Nel mirino del trumpiano Andreessen c’è soprattutto Google, accusata di essere diventata un covo di «spie cinesi».
Anche il colosso di Mountain View, tuttavia, è impegnato da mesi nel tentativo di migliorare le proprie relazioni con il padre dello slogan «Make America Great Again». Lo scorso ottobre, ad esempio, l’amministratore delegato Sundar Pichai ha telefonato al candidato repubblicano dicendosi positivamente impressionato dalle sue gesta in campagna elettorale. E lo stesso tycoon ha detto di aver notato che quelli di Google «sono diventati molto più inclini a Trump perché stanno iniziando a capirlo».
Ma nella cerchia del neo-presidente sono numerosi i critici del quasi monopolista dei motori di ricerca. Un altro di loro è Peter Thiel, co-fondatore di PayPal, di cui è stato amministratore delegato fino alla vendita a eBay, avvenuta nel 2002. Dal 2003 Thiel è al timone di Palantir, società impegnata nell’analisi dei big data al servizio della difesa e dell’intelligence, che lavora per Pentagono, Cia e Fbi.

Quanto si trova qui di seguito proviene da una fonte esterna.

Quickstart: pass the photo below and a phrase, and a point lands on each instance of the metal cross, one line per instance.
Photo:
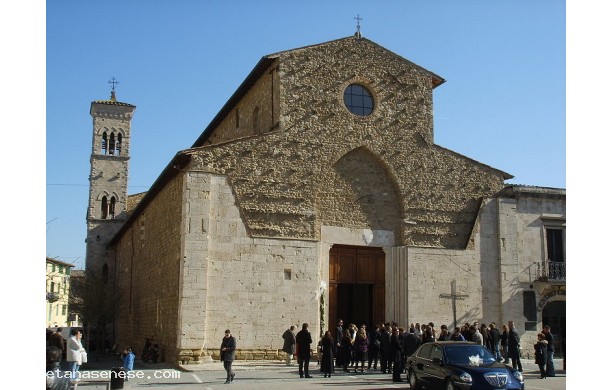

Thiel è anche il principale esponente di quella che è stata definita la «PayPal Mafia», un insieme di co-fondatori ed ex dipendenti di PayPal che hanno poi contribuito a dar vita ad altre aziende tecnologiche, accentrando su di sé un crescente potere non solo economico ma anche politico.
Anche Musk fa parte del giro. E pure David Sacks, scelto ora da Trump come consigliere speciale della Casa Bianca per le criptovalute e l’intelligenza artificiale
Adesso ci ritroviamo dunque Musk a gestire i fondi destinati ai principali enti governativi, tra cui la Nasa di cui è al contempo fornitore e concorrente (con SpaceX), Thiel che fornisce servizi strategici per la sicurezza nazionale, Sachs che sarà l’uomo che sussurra al presidente in materia di bitcoin e AI. Stiamo entrando in una fase nuova, in cui la PayPal Mafia mette direttamente le mani sugli apparati statunitensi. E mentre questa parte della Silicon Valley trasloca a Washington, l’altra – i vari Zuckerberg, Bezos e compagnia – è giunta alla conclusione che Trump è meglio avercelo dalla propria parte, anziché contro. «Business First», altro che democrazia liberale.